Porque sigo contemplando esa puerta con la más grande de las esperanzas.

miércoles, 8 de octubre de 2014

Resucitando a "Twin Peaks"


Los tiempos cambian, pero una barbaridad.
Imagínese. "Twin Peaks" se emitió en España más de un año después su cancelación en la televisión norteamericana. Sucedió en los albores de las cadenas privadas y la serie también se puso de moda, como había sucedido en Estados Unidos: un bombazo rápido, poco duradero, difícilmente olvidable.
Yo era demasiado niño y asustadizo para ver "Twin Peaks" entonces, aunque estaba al corriente de muchas de sus ocurrencias. Recuerdo oír a una compañera de colegio cómo su hermana mayor había leído el muy fuerte "Diario de Laura Palmer"; en realidad, una noveleta de merchandising publicada a los efectos.
Yo tardaría más de diez años en ver "Twin Peaks". Me consta que ninguna cadena generalista de este país la repuso jamás en ese tiempo.
La debí cazar, alrededor del año 2000, y sé que fue en la cadena vía satélite Calle 13. Me encantó, sí, aunque, sinceramente, no la llegué a ver completa hasta que un amigo me la pasó pirateada, cuatro años después.
Cómo cambian los tiempos. Hoy es impensable que cualquiera tarde catorce años en ver lo que se emitió anoche en Estados Unidos. Y, más aún, una cosa tan impactante como "Twin Peaks".

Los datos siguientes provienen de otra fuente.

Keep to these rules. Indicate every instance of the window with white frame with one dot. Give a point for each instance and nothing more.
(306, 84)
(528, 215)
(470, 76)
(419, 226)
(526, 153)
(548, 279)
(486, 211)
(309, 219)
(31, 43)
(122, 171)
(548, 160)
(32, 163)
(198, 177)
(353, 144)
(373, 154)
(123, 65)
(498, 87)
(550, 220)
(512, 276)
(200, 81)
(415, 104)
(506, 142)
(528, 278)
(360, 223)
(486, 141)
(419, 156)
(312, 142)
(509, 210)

Elogiar a esta serie es práctica muy recurrente si se habla de Catodia, de los años noventa y, en general, de esas cosas que hay que ver, te guste o no la televisión.
Se la suele considerar la primera serie "moderna", probablemente porque superaba la condición de producto y se firmaba personal desde el minuto uno, quizá también porque ha conectado con ese público que no suele disfrutar con las series.
"Twin Peaks" es un mito, sin ninguna duda, pero un mito que se sostiene sobre unas bases sólidas y un estilo inmarchitable.
Si se cuenta toda la verdad y se exploran los lindes televisivos, aunque bien es cierto que fue la serie más llamativa jamás emitida hasta entonces, no fue ese islote de calidad en una Catodia desierta, tal y como sostienen muchos desinformados.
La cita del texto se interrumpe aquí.